BÜYÜME Mİ ? KÜÇÜLME Mİ ?
TÜİK’in (Türkiye İstatistik Kurumu) yılın ilk çeyreğine ilişkin GSMH tahmini, yüzde 11.7 oranında büyüme hesabı, her yönüyle başarısız bir iktidar için övünme ve övgü kaynağı oldu.

TÜİK’in (Türkiye İstatistik Kurumu) yılın ilk çeyreğine ilişkin GSMH tahmini, yüzde 11.7 oranında büyüme hesabı, her yönüyle başarısız bir iktidar için övünme ve övgü kaynağı oldu. Fırsatı kaçırmayan yalaka takımı derhal “ekonomik mucize”, “dünya ikincisi olduk”, “dünya rekoruna ramak kaldı”, “ekonomik başarı” ve benzeri ifadelerle övgü yağdırdı. Sayın Başbakan, bu büyük başarıyı (!) gününden önce 1 Temmuz tarihini beklemeden bizzat açıkladı, krizin Türkiye ekonomisine teğet geçtiğine nihayet bir kanıt bulunmuştu; hızlı büyüme. Bir önceki yıl, ekonomi yılın ilk çeyreğinde yüzde14.5 küçüldüğünde, kalemler, sözcükler suskun kalmışlar, dünya sıralamasında sondan kaçıncı olduğumuza değinmek yürekliliğine, dürüstlüğüne gerek duymamışlardı.
***
Yüzde 11.7 oranında artış, ölçünüze göre, karşılaştırma temeline, bazına göre büyüme olarak da, küçülme olarak da görülebilir. Eğer ekonominin yüzde 14.5 oranında küçüldüğü 2009 yılı ilk çeyreğini temel olarak alırsanız büyüme; kriz öncesi 2008 yılını karşılaştırmaya temel olarak alırsanız yüzde 4.5 oranında küçülme hesaplarsınız.
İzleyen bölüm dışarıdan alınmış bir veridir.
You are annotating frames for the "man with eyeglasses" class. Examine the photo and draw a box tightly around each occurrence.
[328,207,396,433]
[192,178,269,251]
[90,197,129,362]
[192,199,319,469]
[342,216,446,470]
Hızlı ekonomik düşüşler, çöküşler, büyüme oranının paydasını küçülttüğünden, baz etkisini arttırmakta, izleyen dönemlerde büyük artışlar hesaplanmasına olanak verebilmektedir. Aritmetiğin, istatistiğin sözcük yerinde ise bu cilvesinin, 2010 yılının bir ve ikinci çeyreğinde yüksek büyüme hızları izleyen dönemlerde yavaşlayan hatta sıfıra yaklaşan büyüme hızları hesaplanmasına yol açacağına, bu başarı(!) açıklanmadan önce dikkat çekilmişti.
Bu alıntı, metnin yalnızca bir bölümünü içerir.